Problems with flights The ultimate problem with flight data is that they are changing - like a lot We are processing around 40.000 flight entries per second
Problems with flights We update every row in our dataset at least once per 48 hours (some of that more often) In our database there are 1.2 billion of flights (we update around 3.5 billion each day) - it’s only for 6 months to the future This is around 2TB of data stored
Problems with flights Flights data are quite complicated structure. It contains things like: one way, return, direct and with stops flights (we call them segments) weird pricing policies, fare classes, special offers, child and infant prices, point of sales, different providers, …
Problems with flights There is no global identifier of a flight! A flight is identified by all its segments segment = (flight_number, source_airport, destination_airport, airline, date_of_departure)
Previous solution At first there was a PostgreSQL database with all data in it And to fill that database there was a Python script and a redis queue for incoming data from data acquisition team
Previous solution Then one single PostgreSQL server was not enough. So an engineer decided to make two databases and create sharding on application level
Previous solution So she created thing called “router” which is aware of where flights should be. She used Redis to store her data there. It is routing based on combination of data - (source, destination, date_of_departure)
Previous solution Later on, there started to be a problem with PostgreSQL write speed So the engineer wrote Redis layer for cache PostgreSQL data And wrote insanely complex update/ invalidate mechanism in order to be able to make all things in PostgreSQL consistent with as few writes possible
Previous solution So we ended up with more than 50 server with redis queue for incomming data redis to cache data postgres to store data crazy Python update script which runs that thing
Preparations We have prepared copy of incoming data queue (remember that 50+ Redis queues) into one central queue solution (we have tried several ones)
Cassandra We are now big enough to use storage like that It has all we need (hopefully), because with redis caching we already lost many features of relational database
Dark sides of Cassandra Written in Java No classic transactions, there are only row-level (lightweight) transaction (UPSERT, INSERT IF, UPDATE IF, …) It has SQL like syntax, tables, rows and columns
Dark sides of Cassandra Primary indexes only - could be composite ( (partition1, partition2), cluster1, cluster2, …) You need to specify whole partition key in WHERE clause and then you can add clustering keys one by one (in order), you can use ranges on last used clustering key There are secondary indexes, but you should not use them because of performance
Bright sides of Cassandra It has nearly linear scalability It can process hundreds of thousands request per second (on 25 servers in 2 data centres it handles around 300.000 writes and 100.000 reads per second)

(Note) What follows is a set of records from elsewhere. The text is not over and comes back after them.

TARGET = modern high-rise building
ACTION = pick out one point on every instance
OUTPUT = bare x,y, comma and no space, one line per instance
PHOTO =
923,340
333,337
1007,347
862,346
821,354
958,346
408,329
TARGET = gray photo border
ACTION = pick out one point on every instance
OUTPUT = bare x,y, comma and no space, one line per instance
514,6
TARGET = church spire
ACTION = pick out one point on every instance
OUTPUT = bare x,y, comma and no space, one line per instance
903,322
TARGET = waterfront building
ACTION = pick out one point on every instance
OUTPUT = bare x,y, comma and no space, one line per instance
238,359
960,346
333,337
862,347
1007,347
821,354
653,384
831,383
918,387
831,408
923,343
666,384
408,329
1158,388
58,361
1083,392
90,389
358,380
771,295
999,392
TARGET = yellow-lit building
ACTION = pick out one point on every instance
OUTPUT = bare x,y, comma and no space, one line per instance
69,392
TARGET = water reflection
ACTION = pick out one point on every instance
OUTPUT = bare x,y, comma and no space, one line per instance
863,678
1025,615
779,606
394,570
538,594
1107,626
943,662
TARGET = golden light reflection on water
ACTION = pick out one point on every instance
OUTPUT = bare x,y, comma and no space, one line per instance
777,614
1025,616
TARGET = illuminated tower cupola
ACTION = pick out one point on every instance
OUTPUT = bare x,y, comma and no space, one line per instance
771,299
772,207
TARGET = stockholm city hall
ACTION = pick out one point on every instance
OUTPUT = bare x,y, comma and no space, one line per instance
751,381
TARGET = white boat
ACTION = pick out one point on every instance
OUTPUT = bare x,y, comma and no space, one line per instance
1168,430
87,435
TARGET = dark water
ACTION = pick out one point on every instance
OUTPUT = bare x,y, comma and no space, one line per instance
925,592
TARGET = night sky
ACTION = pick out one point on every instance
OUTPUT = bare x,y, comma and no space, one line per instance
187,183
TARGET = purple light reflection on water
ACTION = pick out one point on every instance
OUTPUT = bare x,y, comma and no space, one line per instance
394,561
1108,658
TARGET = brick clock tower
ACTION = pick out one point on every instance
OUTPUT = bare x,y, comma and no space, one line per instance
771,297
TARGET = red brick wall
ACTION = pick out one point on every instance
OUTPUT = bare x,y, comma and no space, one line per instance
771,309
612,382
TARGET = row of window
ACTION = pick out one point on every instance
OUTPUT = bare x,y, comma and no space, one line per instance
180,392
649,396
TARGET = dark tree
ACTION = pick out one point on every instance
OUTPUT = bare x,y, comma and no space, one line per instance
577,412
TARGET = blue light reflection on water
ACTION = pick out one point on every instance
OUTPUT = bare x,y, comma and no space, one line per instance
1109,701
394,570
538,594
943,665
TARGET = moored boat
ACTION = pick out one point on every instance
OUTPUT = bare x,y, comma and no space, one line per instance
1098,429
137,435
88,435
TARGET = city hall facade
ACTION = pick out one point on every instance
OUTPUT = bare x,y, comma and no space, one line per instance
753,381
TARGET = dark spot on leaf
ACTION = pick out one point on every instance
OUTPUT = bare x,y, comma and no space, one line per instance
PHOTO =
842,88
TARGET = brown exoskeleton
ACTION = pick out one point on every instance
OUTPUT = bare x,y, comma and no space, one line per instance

Bright sides of Cassandra It is fast enough - we don’t need Redis cache layer It is a cluster - we don’t need any “router” to manually shard data in application It have redundancy and all other features
Couple of stories We have tried Scylla at first place (it is a C++ alternative of Cassandra promising 10 times better performance) - but we don’t use it, it was not mature enough
Refactoring clean up We have a tool which compares data loaded from older solution and from new solution We’ll have a python module in place for reading those data in all other parts of our system (right now under development)